Sequence Diagram of Session Layer Attack using Session Hijacking

Defense:

• Encryption (TLS/SSL): All traffic should be encrypted to prevent session token interception.
• Session timeouts and renewal: Sessions should expire after a certain time or be secured by periodically renewing the session token.
• Token protections: Implement Secure Cookies and HttpOnly flags to prevent session cookies from being stolen by JavaScript or over insecure connections.

6. Presentation Layer Attack

Attack: SSL Stripping

• Description: The attacker removes encryption by tricking the user into using HTTP instead of HTTPS, allowing sensitive data to be intercepted unencrypted.
• Example: SSL stripping requires special tools such as Bettercap or SSLstrip. Python can be used as a man-in-the-middle proxy to steal unencrypted data, but the code for SSL stripping is complex and requires manual proxy configuration.

Defense:

• HTTP Strict Transport Security (HSTS): Websites should enable HSTS to ensure the browser always uses HTTPS, even when an insecure connection is attempted.
• SSL/TLS Certificates: Ensure all web applications use a valid SSL/TLS certificate and avoid using Mixed Content (HTTP content on HTTPS pages).
• User Education: Users should be made aware to always look for the HTTPS certificate icon in their browser before entering sensitive data.

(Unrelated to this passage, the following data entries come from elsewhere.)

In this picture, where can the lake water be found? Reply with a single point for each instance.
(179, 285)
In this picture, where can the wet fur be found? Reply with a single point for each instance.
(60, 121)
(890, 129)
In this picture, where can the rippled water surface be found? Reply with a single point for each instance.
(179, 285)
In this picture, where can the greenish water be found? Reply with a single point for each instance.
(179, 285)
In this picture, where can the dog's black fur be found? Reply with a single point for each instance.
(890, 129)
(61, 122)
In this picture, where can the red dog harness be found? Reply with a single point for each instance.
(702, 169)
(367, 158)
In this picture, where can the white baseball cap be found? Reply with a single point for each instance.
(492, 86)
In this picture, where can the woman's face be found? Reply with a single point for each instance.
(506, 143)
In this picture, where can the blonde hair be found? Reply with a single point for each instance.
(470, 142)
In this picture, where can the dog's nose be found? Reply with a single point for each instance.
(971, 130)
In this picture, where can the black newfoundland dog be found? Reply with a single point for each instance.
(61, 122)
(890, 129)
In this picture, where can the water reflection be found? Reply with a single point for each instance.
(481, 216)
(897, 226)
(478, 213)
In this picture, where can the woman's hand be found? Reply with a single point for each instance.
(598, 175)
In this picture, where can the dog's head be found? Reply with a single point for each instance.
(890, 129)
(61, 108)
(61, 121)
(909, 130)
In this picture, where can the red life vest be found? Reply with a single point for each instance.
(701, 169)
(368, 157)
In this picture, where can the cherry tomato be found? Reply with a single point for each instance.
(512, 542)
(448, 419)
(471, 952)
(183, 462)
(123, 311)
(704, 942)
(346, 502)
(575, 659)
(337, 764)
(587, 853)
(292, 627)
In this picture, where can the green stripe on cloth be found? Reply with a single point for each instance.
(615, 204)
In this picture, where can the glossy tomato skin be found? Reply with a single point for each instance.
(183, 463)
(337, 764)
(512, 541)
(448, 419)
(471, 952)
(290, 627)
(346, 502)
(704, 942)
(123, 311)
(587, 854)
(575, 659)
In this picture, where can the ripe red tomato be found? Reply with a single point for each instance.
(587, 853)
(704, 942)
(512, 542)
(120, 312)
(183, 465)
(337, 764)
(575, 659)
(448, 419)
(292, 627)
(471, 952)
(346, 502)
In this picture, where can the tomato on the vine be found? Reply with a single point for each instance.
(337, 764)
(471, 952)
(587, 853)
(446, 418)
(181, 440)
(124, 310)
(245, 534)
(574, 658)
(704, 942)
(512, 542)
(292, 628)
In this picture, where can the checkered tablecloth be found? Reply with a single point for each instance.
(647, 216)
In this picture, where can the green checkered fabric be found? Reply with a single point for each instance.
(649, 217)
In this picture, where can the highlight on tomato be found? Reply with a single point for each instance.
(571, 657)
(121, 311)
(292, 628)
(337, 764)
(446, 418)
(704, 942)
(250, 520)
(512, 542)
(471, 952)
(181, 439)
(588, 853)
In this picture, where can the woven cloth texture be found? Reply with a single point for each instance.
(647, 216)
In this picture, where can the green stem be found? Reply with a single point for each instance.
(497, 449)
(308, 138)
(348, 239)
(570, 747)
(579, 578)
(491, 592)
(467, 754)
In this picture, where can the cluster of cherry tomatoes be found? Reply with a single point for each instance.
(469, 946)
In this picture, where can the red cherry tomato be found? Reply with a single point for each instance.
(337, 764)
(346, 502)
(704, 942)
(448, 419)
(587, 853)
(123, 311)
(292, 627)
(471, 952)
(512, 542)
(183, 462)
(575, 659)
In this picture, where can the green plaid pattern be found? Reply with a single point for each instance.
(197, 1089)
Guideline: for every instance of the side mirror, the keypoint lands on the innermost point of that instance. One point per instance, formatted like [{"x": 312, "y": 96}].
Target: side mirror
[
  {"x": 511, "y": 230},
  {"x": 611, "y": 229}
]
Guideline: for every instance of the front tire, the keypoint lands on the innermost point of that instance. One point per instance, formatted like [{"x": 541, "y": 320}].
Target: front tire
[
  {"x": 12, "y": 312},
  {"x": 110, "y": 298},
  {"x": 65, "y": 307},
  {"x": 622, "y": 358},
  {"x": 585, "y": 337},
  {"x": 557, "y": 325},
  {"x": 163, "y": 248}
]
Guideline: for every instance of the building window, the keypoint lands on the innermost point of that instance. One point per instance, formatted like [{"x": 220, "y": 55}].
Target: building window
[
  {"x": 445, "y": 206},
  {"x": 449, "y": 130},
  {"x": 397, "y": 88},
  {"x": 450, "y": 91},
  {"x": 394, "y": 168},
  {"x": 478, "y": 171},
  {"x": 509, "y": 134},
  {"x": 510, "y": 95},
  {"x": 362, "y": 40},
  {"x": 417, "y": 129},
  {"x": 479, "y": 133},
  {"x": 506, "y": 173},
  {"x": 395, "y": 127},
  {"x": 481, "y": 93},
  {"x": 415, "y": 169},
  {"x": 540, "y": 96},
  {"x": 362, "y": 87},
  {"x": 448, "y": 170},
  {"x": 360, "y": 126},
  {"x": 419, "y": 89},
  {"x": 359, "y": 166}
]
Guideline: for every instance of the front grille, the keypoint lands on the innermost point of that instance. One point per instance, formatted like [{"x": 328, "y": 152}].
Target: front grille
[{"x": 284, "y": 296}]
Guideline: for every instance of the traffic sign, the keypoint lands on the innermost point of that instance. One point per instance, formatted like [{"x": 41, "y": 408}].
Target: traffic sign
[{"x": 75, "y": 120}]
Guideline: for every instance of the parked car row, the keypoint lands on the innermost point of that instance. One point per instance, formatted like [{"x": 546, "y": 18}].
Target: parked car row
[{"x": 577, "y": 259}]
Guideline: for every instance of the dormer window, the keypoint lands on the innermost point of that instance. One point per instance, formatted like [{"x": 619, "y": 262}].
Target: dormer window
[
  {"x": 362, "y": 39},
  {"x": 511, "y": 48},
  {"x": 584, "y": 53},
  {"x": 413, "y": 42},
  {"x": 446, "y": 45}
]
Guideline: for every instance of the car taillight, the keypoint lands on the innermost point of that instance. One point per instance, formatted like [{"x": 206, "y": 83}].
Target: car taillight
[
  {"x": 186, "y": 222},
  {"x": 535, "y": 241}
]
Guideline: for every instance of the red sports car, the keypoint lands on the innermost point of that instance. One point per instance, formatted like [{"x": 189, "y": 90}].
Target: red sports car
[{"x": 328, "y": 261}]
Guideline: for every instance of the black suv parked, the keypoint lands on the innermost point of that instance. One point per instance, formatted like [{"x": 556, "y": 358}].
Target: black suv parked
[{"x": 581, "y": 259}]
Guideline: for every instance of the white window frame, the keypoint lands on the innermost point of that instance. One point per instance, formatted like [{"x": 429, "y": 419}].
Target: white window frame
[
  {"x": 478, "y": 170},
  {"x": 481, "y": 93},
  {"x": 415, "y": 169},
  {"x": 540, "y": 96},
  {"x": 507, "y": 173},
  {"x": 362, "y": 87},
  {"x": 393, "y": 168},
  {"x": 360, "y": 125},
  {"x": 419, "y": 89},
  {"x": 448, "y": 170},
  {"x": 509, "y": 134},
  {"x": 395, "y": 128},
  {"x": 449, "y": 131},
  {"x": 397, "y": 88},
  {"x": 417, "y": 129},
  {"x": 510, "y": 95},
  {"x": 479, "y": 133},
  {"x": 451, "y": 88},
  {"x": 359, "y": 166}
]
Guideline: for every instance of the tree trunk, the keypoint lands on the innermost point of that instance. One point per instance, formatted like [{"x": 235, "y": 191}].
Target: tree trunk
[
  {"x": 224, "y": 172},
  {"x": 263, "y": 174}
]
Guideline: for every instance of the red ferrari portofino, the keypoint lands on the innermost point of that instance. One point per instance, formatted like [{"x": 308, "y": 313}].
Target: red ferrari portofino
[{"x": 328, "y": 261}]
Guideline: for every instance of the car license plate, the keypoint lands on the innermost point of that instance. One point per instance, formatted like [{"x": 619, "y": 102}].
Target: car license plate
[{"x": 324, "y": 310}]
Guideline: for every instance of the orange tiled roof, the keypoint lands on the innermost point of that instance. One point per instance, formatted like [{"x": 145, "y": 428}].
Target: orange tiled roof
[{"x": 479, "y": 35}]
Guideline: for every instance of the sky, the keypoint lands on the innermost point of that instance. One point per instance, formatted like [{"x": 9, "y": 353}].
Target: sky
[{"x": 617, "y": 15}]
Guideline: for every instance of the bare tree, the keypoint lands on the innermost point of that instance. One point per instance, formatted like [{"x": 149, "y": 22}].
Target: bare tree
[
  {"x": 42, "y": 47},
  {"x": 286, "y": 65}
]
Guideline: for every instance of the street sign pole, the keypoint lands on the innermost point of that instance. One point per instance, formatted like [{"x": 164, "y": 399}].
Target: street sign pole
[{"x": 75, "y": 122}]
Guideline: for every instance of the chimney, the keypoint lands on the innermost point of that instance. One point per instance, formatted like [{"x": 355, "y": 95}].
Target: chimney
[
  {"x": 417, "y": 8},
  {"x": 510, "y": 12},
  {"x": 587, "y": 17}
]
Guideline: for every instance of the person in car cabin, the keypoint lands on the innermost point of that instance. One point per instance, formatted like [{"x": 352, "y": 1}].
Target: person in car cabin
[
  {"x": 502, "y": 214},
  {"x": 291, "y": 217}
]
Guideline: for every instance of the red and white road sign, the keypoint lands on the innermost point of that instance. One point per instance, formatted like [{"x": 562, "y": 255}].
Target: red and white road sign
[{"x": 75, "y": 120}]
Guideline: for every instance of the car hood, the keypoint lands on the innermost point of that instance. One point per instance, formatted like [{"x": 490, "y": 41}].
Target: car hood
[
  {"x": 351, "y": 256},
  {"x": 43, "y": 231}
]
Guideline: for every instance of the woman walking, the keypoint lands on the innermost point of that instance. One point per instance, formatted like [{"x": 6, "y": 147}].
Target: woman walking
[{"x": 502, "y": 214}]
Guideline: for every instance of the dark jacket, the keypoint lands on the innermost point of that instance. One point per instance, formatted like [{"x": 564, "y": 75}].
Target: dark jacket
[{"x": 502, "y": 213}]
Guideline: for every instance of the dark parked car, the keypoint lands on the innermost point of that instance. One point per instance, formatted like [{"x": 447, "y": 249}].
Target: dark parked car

7. Application Layer Attack

Attack: Cross-Site Scripting (XSS)

• Description: An attacker injects malicious code (usually JavaScript) into a web application, which is then executed by the victim’s browser. This allows the attacker to steal sensitive data such as cookies.
• Example in Python: An example of XSS in a simple web framework such as Flask.

from flask import Flask, request

app = Flask(__name__)

@app.route("/")
def index():
    name = request.args.get("name", "Guest")
    # Vulnerability: Name is inserted unfiltered into HTML
    return f"<h1>Hello, {name}</h1>"

if __name__ == "__main__":
app.run(debug=True)

An attacker could manipulate the URL to inject malicious JavaScript: http://localhost:5000/?name=<script>alert('XSS')</script>. This would execute the script in the victim’s browser.

Sequence Diagram of an Application Layer Attack using XSS

Defense:

• Input validation: All user input should be thoroughly checked and filtered to prevent malicious code. Use libraries like DOMPurify to safely sanitize HTML.

• Output Encoding: All user input should be securely embedded in HTML or JavaScript to ensure it is executed as text and not as code.

• Content Security Policy (CSP): CSP is an HTTP header-based method that allows restricting sources for scripts, images, and other resources to prevent malicious JavaScript from executing.